My ideal output is something that confronts each row in before and after data frames and attach a label:
outcome.show //> +---+------+------+
//| | id| sport| diff|
//| +---+------+------+
//| | 1|soccer| same|
//| | 2|soccer| add|
//| | 3|soccer| add|
//| | 4|soccer|remove|
//| | 5|soccer| slide|
//| | 6|soccer|change|
//| +---+------+------+
//|
This question is related to this one, but the point there was just to count how many differences there was between two rows... This time I am trying to understand these differences with a finer grain, but I am stuck in defining the different possible options.
EDIT
Since I am using DataFrame, I'd like to stick to this structure rather than use case classes. I am thus trying to adapt what has been proposed by @iboss using DataFrame instead.
I have this UDF that should do all the work:
val diff = udf { (bef:DataFrame, aft:DataFrame) => {
"hello" // return just this string for now
} : String
}
This udf will do all the work, as suggested by @iboss, to produce the output in outcome.show, so the possible outcome after matching two rows will be a String, more precisely one of "same", "add", "remove", "slide" or "change".

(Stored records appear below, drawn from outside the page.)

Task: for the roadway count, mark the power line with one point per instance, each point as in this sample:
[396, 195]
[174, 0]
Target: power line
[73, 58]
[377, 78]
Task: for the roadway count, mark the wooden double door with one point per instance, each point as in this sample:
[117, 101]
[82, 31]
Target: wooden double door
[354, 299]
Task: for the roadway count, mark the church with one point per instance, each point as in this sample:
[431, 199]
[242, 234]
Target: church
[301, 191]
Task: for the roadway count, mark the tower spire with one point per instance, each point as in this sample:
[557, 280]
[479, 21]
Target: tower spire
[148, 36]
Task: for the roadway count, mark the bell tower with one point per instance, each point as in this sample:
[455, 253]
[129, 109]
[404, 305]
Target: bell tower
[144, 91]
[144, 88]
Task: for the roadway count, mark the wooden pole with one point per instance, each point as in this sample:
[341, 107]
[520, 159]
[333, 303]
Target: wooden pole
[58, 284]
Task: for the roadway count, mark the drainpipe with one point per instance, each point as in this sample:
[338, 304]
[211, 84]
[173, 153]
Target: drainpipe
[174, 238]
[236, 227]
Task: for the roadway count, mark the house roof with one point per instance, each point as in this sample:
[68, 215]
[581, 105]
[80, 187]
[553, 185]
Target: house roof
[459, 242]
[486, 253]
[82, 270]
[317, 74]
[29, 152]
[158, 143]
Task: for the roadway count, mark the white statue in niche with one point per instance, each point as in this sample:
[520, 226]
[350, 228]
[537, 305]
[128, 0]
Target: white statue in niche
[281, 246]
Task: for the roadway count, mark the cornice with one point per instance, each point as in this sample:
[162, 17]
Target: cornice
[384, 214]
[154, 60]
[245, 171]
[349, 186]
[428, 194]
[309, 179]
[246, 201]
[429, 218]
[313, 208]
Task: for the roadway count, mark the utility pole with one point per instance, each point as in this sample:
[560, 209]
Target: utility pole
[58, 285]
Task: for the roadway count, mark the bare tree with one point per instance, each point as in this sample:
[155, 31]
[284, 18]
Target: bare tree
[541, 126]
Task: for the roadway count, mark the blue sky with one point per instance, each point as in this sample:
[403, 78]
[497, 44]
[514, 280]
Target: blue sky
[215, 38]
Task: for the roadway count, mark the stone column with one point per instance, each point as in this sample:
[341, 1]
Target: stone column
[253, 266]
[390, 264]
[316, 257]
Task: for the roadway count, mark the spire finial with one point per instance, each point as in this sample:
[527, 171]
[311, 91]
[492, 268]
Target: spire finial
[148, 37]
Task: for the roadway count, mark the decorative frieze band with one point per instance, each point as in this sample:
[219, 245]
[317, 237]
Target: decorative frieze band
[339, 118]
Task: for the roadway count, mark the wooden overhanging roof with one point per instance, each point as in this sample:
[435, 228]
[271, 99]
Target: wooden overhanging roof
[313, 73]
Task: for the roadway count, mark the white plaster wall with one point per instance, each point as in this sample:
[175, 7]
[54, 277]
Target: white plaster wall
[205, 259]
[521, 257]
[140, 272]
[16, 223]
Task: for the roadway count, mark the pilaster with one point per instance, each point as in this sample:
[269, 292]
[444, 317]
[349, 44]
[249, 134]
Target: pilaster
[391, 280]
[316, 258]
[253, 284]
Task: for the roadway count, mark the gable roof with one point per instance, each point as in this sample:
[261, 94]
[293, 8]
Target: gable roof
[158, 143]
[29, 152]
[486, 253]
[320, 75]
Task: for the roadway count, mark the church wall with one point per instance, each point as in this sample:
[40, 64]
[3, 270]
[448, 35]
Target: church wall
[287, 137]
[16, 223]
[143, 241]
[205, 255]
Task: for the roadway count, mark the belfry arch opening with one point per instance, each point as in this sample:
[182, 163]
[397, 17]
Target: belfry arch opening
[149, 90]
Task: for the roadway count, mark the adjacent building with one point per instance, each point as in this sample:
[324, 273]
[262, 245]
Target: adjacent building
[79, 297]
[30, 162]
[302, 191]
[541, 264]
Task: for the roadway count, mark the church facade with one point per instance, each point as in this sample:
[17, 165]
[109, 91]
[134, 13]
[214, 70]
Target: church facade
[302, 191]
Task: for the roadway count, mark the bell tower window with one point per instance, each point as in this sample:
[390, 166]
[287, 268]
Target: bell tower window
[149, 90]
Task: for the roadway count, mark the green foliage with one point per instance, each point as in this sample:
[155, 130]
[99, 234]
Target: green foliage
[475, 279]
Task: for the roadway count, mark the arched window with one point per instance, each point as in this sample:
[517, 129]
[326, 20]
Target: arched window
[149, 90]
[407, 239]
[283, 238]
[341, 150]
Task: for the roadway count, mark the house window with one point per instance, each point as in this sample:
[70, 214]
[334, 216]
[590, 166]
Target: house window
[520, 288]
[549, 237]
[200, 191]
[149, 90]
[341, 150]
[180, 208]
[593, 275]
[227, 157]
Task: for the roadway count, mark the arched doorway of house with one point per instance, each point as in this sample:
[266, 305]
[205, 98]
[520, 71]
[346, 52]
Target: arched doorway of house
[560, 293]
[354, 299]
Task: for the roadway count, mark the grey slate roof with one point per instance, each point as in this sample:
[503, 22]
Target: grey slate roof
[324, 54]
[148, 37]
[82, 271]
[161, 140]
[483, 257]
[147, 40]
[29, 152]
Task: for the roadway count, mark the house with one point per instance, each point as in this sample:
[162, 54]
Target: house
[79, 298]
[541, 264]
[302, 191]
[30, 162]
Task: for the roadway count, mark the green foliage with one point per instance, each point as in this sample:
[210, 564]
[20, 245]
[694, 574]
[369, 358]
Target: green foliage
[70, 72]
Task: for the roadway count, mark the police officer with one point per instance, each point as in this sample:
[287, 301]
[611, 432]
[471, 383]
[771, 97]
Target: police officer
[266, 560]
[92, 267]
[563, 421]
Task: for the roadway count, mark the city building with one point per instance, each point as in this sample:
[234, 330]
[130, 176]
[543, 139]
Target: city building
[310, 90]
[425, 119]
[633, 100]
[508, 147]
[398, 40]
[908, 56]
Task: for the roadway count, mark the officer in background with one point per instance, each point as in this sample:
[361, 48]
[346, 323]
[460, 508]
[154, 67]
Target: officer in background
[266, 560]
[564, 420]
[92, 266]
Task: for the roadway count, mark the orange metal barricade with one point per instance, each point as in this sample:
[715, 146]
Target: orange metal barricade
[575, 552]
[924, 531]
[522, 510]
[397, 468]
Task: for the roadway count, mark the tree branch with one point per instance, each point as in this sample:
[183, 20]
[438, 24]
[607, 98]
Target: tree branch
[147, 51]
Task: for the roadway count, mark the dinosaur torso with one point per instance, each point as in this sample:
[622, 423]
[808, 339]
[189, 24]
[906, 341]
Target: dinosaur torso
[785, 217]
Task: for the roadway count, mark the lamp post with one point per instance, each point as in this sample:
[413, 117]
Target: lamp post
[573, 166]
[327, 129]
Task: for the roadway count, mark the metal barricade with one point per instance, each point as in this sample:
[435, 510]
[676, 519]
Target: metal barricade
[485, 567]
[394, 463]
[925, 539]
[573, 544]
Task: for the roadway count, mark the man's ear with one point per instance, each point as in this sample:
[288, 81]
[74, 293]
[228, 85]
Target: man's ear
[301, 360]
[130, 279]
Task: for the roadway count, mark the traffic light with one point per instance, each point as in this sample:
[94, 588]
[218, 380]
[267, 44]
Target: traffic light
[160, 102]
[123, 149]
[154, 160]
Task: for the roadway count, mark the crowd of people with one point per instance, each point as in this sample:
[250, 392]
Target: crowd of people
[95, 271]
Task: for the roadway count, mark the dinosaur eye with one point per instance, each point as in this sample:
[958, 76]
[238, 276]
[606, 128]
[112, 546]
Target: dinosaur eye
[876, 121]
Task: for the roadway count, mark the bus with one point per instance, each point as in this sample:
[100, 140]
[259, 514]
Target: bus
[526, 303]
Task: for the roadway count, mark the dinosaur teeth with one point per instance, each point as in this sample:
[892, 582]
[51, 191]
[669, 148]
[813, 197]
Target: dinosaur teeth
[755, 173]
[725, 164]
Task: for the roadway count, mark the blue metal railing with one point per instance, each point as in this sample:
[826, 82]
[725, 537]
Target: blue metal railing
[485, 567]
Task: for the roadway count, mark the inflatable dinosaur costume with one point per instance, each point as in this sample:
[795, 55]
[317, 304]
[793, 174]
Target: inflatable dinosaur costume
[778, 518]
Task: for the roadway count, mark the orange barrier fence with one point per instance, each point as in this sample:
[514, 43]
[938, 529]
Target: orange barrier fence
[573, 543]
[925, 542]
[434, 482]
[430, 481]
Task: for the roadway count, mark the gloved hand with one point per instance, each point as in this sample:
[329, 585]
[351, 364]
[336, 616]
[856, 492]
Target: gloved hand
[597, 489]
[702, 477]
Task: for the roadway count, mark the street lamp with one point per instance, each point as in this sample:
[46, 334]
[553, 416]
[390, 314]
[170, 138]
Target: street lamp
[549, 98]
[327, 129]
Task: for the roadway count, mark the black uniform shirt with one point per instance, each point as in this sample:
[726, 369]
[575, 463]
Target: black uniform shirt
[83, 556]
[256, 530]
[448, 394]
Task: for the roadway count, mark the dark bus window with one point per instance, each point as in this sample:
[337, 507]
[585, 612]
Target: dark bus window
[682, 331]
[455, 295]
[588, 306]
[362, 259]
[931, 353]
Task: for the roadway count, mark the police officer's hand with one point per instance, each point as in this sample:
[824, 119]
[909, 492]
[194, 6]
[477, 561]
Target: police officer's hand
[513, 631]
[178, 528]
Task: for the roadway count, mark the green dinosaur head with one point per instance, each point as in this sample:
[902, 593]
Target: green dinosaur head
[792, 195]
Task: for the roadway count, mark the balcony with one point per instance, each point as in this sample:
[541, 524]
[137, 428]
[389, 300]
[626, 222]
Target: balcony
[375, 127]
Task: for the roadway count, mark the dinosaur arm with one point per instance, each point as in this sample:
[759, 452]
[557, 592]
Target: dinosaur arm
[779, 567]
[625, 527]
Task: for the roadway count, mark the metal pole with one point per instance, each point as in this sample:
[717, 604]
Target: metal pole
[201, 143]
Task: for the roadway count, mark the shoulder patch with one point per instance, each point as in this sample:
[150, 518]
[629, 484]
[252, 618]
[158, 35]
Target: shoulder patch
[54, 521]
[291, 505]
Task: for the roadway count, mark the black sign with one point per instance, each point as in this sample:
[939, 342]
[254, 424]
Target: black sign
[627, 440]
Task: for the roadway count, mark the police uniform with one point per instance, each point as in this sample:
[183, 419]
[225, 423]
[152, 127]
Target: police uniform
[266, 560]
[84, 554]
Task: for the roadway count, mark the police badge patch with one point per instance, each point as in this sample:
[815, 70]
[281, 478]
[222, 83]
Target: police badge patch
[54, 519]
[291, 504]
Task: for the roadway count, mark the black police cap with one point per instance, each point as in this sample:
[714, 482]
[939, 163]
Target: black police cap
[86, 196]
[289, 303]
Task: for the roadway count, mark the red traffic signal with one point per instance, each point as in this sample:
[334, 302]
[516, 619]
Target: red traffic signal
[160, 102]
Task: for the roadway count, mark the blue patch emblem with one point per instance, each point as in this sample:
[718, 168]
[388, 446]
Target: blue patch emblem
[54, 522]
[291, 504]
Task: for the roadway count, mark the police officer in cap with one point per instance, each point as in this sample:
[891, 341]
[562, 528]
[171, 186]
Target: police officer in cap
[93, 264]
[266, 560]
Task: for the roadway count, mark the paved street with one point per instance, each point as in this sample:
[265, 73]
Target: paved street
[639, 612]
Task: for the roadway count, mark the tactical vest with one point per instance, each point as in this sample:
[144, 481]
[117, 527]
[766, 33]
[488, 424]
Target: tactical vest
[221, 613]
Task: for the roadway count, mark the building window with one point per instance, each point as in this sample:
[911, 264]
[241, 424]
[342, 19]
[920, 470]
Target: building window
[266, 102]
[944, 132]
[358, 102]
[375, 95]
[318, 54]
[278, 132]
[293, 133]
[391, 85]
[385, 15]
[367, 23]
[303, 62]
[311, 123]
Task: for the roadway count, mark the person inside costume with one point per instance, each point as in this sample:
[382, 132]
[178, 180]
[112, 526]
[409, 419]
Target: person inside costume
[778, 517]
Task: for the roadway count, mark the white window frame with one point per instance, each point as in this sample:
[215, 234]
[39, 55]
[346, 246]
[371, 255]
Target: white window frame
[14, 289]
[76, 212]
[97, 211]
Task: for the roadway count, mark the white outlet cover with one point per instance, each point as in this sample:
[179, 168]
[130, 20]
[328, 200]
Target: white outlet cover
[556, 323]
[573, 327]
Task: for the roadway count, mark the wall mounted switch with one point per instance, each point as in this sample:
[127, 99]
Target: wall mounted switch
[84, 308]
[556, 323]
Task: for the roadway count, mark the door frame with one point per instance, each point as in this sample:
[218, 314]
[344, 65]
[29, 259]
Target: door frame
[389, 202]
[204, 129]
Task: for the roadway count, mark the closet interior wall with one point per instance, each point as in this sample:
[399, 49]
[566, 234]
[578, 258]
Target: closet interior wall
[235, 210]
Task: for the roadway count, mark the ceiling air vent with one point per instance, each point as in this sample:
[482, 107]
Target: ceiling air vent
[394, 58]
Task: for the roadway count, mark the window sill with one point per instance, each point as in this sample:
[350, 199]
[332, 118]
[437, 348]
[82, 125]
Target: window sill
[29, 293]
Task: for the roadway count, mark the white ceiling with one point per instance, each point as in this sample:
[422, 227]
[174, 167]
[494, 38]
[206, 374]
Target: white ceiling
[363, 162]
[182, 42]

I have then this code to merge the two data frames and create the new column:
val mydiff = before.join(after, "id")
.withColumn("diff", diff( before, after ) )
.select("id", "diff")
However, I have an error when calling diff that complains like this:
type mismatch; found : org.apache.spark.sql.DataFrame required: org.apache.spark.sql.Column
What I don't understand is why it doesn't like the DataFrame and how to solve it...